Delastek fabrique, notamment à partir des États-Unis et du Mexique, les consoles du poste de pilotage des appareils de Bombardier.
Le syndicat Unifor, qui en représente les employés de même que plus de 7000 autres dans l'industrie aéronautique canadienne, estime qu'il est difficile de savoir exactement à quoi s'en tenir avec le président Trump, mais que la menace est préoccupante.
Est-ce que ça va réellement s’incarner? On ne le sait pas encore, trop tôt pour le dire. Est-ce que ça nous préoccupe? Énormément , affirme Daniel Cloutier, directeur pour le Québec d'Unifor. Il assure être déjà en communication avec Bombardier et le gouvernement fédéral.
Daniel Cloutier rappelle que l'entreprise représente 3 500 emplois dans plusieurs États américains. À cela s’ajoutent 10 000 emplois qui sont sécurisés à travers des sous-traitants. Selon le site web de Bombardier, elle fait affaire avec plus de 2 000 fournisseurs à travers le monde.
On imagine que quelqu’un quelque part va expliquer au président que sa lubie contre Bombardier va lui faire beaucoup plus mal, ajoute le directeur pour le Québec d'Unifor.
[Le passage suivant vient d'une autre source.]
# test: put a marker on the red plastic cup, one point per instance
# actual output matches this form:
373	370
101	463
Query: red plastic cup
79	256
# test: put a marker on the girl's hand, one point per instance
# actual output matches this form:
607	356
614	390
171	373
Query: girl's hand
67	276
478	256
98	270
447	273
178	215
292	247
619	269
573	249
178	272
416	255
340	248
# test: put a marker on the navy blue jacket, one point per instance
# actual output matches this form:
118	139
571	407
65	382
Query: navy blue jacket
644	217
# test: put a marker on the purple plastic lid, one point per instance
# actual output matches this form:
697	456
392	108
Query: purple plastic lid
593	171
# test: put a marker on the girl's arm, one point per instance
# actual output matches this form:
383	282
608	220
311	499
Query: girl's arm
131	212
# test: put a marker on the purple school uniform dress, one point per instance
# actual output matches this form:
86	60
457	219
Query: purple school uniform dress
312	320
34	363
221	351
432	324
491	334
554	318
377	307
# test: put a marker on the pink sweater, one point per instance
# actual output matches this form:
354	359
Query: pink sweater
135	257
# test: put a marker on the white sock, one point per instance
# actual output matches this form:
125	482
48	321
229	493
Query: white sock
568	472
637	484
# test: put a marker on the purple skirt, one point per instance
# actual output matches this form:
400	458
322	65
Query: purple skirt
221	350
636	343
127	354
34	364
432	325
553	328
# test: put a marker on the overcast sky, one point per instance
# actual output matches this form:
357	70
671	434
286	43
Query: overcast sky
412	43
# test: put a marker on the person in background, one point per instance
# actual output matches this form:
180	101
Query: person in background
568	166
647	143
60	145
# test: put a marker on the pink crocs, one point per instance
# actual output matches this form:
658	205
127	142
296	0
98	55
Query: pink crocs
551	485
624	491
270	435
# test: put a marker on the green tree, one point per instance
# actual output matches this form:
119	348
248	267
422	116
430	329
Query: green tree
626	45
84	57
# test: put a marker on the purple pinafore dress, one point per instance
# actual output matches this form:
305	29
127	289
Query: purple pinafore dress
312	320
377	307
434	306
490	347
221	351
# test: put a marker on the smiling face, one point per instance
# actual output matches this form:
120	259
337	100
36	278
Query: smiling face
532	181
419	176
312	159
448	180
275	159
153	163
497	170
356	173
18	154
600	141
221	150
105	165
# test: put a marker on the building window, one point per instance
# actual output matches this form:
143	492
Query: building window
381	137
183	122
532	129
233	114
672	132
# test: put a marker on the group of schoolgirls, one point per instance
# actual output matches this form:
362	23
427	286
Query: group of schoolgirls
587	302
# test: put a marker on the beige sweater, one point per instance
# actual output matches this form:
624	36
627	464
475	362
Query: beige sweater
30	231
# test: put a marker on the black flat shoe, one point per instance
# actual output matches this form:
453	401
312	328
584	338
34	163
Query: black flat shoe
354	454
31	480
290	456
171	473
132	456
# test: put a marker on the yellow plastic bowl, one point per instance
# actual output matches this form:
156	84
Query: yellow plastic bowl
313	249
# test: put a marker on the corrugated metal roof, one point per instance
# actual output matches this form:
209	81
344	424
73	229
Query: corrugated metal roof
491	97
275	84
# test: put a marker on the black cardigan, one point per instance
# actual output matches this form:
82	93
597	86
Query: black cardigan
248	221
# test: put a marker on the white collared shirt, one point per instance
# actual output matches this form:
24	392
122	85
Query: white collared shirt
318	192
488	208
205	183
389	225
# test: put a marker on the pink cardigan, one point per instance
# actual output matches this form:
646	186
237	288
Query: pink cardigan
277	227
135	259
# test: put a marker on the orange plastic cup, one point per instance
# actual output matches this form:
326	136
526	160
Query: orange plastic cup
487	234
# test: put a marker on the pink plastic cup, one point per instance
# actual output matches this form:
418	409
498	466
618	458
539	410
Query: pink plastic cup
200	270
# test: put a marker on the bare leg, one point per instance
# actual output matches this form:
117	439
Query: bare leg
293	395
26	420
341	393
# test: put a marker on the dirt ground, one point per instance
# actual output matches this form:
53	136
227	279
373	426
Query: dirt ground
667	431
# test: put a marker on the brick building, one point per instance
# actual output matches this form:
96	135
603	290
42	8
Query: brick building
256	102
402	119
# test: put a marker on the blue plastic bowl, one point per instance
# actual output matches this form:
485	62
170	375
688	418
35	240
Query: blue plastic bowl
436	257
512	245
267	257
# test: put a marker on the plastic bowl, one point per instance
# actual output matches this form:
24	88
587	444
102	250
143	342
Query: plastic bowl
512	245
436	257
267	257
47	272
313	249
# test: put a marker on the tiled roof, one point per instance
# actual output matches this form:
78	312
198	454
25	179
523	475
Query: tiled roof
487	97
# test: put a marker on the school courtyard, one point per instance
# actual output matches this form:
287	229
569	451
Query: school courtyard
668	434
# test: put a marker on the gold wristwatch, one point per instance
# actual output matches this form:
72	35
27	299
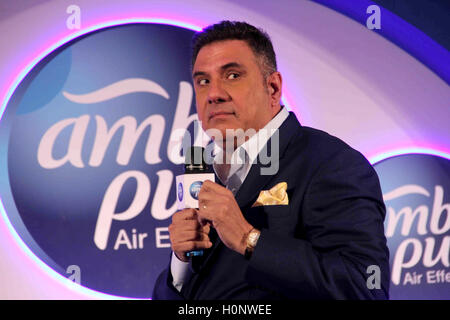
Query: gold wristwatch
251	241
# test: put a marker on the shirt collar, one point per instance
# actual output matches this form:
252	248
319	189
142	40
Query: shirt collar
255	143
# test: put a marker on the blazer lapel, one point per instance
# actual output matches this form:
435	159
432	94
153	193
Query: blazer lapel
256	180
253	184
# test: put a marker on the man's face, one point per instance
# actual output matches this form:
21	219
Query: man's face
231	92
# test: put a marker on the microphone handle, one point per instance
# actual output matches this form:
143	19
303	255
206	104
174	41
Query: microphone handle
194	253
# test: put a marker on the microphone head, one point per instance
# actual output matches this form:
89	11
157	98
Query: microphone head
194	161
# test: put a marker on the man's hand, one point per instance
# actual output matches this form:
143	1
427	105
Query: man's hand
218	206
187	234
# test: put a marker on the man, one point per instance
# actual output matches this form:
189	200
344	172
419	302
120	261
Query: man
311	230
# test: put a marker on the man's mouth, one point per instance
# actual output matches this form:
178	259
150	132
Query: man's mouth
220	114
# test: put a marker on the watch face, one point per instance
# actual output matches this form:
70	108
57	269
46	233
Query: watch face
253	238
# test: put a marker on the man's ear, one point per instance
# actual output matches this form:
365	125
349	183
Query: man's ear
274	83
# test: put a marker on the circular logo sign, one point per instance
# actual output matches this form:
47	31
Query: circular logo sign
91	156
194	189
417	224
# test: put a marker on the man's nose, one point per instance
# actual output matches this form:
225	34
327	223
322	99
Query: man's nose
217	93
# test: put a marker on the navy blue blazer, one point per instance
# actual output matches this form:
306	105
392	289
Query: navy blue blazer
319	246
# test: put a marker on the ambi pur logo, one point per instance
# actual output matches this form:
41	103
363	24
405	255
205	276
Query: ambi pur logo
93	146
194	189
417	225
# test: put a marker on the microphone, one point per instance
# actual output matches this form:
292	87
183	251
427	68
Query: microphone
188	184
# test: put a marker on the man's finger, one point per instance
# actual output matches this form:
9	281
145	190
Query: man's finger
185	214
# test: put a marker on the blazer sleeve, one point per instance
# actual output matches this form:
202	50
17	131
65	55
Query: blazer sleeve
163	288
340	234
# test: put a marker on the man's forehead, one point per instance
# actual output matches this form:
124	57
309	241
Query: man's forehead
220	54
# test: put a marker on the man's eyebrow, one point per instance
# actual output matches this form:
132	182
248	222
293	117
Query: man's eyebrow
223	68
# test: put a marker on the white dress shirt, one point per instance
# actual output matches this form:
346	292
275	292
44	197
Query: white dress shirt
240	163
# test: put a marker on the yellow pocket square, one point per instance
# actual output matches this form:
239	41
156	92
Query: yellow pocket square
274	196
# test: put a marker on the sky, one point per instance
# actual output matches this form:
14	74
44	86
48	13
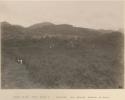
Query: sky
88	14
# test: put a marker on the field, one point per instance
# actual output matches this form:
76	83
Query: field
63	63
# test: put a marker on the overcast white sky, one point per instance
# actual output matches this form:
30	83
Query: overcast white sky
99	15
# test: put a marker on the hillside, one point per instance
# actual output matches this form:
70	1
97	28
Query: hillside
61	56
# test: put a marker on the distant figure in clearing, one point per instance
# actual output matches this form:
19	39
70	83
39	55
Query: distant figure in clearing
19	60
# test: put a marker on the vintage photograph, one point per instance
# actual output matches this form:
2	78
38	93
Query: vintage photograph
62	45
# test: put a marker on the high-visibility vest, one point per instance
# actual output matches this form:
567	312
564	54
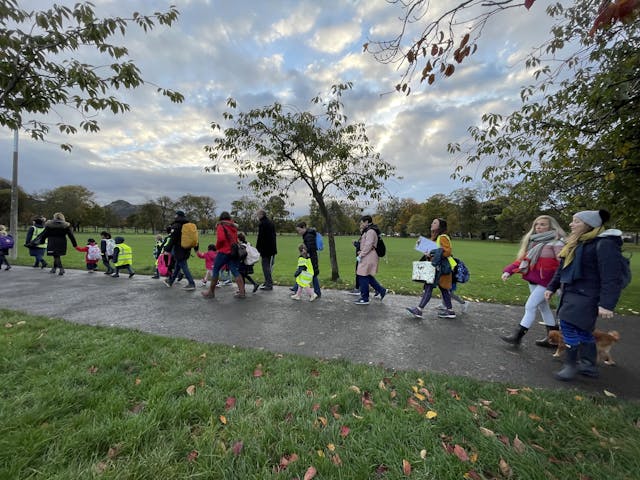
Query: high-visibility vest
452	261
37	231
125	255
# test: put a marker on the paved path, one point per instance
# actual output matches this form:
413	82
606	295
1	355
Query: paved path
332	327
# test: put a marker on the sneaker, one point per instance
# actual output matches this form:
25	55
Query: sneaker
447	314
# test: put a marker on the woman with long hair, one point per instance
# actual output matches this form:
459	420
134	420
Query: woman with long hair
537	261
589	275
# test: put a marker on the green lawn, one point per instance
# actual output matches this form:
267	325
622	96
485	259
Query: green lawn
81	402
485	260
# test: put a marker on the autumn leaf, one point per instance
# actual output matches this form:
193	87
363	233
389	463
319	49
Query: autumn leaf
230	403
505	469
461	453
406	467
192	456
310	473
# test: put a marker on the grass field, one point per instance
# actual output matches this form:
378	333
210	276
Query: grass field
81	402
485	260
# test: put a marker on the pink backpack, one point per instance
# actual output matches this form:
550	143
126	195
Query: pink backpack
164	261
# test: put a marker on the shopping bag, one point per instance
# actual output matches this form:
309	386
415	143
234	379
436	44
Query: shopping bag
423	272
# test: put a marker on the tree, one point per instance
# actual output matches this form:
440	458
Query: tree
574	142
37	73
280	148
448	35
74	201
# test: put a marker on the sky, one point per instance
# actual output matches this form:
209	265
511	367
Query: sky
259	52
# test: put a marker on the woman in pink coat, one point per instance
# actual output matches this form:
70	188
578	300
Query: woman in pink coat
368	261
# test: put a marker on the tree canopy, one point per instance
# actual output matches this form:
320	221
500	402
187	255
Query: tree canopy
277	148
39	71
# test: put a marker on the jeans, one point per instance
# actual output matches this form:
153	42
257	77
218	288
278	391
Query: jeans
184	266
267	268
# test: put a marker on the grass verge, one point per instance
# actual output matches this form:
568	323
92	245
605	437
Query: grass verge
88	402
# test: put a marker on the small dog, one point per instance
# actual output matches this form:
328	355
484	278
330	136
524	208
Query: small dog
604	342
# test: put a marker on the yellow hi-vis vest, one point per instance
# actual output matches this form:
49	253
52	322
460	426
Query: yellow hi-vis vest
125	255
452	261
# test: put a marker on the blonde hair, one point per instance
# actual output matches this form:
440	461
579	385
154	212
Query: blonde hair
553	226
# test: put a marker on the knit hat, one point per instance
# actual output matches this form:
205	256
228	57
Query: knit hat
590	217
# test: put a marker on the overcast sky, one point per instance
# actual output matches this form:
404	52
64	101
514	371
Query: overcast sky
258	52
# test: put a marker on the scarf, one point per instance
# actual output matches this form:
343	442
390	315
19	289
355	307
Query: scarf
537	241
568	252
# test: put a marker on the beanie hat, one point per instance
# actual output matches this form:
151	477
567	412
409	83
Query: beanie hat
590	217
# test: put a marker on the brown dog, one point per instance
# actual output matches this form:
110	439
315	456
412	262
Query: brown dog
604	342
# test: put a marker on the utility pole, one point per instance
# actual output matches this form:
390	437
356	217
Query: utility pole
13	221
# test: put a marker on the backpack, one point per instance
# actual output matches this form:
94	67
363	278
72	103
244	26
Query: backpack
6	241
252	255
110	246
189	235
461	272
94	253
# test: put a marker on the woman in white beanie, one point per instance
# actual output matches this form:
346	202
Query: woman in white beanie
589	275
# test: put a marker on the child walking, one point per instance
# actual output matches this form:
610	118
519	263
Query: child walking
246	270
209	258
122	257
6	243
304	275
92	255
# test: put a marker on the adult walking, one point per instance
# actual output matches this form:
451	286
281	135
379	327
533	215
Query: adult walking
179	253
309	239
368	260
443	256
266	245
589	275
537	261
55	234
226	236
36	250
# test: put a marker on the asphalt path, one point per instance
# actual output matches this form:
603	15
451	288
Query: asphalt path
332	327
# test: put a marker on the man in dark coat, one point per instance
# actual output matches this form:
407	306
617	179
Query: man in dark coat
266	245
181	255
309	240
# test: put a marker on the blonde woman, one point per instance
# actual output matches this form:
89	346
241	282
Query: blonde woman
537	261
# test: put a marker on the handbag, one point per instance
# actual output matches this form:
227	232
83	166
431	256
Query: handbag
423	272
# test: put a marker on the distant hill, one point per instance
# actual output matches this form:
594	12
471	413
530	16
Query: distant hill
122	208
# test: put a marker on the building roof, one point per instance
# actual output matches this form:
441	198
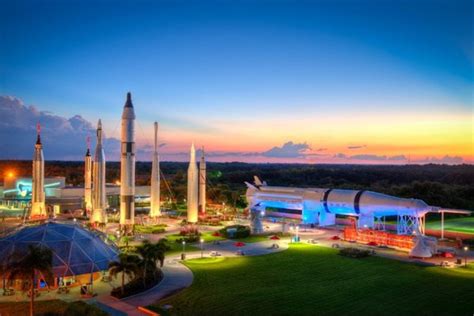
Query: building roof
76	250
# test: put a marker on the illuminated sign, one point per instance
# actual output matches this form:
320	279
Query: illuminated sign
24	188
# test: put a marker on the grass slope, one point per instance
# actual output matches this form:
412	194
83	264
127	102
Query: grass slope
311	280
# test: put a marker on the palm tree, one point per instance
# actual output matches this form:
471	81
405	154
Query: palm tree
127	264
145	251
26	265
151	254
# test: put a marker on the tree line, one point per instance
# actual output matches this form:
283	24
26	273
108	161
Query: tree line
438	185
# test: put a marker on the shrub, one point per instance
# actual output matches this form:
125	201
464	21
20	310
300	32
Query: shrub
354	252
188	239
81	308
136	285
152	229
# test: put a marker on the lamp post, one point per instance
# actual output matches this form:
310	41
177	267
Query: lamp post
202	249
466	248
183	255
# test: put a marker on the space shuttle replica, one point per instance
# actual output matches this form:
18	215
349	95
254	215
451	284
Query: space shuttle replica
155	179
202	183
192	196
99	198
88	179
38	202
127	165
320	206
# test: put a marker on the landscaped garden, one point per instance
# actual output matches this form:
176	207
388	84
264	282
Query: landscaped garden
309	280
52	307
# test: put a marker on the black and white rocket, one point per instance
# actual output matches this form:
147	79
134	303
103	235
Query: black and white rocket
99	198
155	179
127	164
38	204
202	183
192	196
88	179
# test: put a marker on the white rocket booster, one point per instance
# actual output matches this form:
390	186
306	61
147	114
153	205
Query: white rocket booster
202	183
88	178
127	164
192	187
155	180
38	205
99	199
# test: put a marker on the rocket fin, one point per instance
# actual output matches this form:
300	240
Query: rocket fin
257	181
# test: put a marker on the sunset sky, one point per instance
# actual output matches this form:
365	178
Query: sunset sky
255	81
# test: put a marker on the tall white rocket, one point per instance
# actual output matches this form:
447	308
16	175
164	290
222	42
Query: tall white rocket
192	198
155	180
88	178
127	164
38	204
99	198
202	183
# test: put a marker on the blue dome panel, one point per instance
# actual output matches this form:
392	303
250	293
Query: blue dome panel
76	250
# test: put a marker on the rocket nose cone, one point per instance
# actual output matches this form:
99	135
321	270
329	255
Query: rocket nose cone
128	103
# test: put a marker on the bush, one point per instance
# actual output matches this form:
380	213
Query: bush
354	252
188	239
240	231
81	308
152	229
136	285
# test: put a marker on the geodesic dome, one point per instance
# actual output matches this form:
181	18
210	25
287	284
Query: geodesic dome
76	250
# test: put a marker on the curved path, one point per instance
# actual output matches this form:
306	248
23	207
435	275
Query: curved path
177	276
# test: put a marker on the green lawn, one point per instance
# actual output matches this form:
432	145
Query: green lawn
460	224
312	280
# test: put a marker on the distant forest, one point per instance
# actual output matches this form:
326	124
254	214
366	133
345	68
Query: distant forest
437	185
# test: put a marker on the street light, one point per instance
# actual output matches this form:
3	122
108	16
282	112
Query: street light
202	249
183	255
466	248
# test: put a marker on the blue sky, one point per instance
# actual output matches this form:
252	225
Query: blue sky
193	65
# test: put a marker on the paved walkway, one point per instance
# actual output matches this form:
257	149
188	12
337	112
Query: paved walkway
177	276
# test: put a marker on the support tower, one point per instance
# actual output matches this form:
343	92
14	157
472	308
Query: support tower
155	180
202	183
127	165
38	204
88	179
99	198
192	200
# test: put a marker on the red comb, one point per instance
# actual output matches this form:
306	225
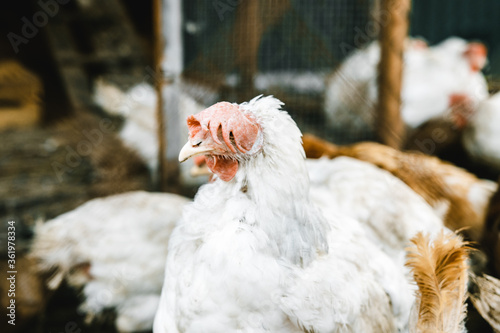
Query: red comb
237	129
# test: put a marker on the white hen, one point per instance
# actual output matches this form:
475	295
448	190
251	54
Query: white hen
435	80
253	254
481	138
115	249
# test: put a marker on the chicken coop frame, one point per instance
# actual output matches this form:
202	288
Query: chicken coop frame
249	27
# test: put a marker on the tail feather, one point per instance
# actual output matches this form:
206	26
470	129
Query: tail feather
440	270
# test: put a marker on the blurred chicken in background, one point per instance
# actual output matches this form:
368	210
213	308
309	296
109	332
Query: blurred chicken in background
441	81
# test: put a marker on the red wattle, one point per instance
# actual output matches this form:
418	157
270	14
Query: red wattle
223	167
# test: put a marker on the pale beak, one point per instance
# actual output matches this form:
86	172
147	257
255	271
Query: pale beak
189	151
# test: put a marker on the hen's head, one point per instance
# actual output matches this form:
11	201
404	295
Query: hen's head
225	134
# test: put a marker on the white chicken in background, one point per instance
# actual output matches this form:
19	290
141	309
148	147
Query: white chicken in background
252	253
439	81
481	139
114	249
138	107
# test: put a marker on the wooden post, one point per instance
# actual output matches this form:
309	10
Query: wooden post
246	40
389	125
158	82
169	65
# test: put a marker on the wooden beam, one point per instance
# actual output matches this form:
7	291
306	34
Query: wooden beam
389	125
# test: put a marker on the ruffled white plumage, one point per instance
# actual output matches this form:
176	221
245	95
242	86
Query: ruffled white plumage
254	254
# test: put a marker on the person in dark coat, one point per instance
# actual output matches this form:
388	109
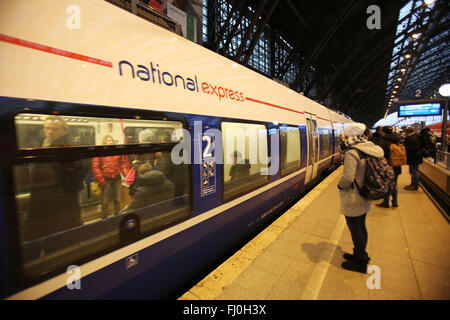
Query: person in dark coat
376	137
428	142
414	157
238	169
389	138
152	187
54	204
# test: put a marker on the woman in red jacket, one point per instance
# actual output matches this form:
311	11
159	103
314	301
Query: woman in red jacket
106	171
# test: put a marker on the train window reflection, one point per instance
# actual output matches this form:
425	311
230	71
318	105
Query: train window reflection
244	146
325	139
73	209
48	131
290	149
Les entreprises en mode analyse
Le président de la Chambre de commerce et d’industrie de Trois-Rivières explique que les entreprises de la région sont en mode analyse vu les revirements constants de la situation. Tout le monde craint avec quelle intensité la vague peut nous frapper, affirme Anik Métivier.
Celui qui est aussi PDG de l’administration portuaire au Port de Trois-Rivières observe que l’incertitude actuelle empêche des investissements, de l’innovation. Je pense qu’il fallait répondre de façon ferme [...] J’ose croire que ça fait partie d’une stratégie visant à ramener les parties le plus vite possible autour de la table pour reprendre des négociations qui vont être constructives, déclare-t-il.
Avec les nouveaux tarifs imposés sur l’acier provenant des États-Unis, le port de Trois-Rivières pourrait être mis à profit. Véritable plaque tournante de l’acier, les importations de la matière première en provenance d’Europe et de l’Asie pourraient y augmenter. Anik Métivier assure que le site a la capacité d’en recevoir plus.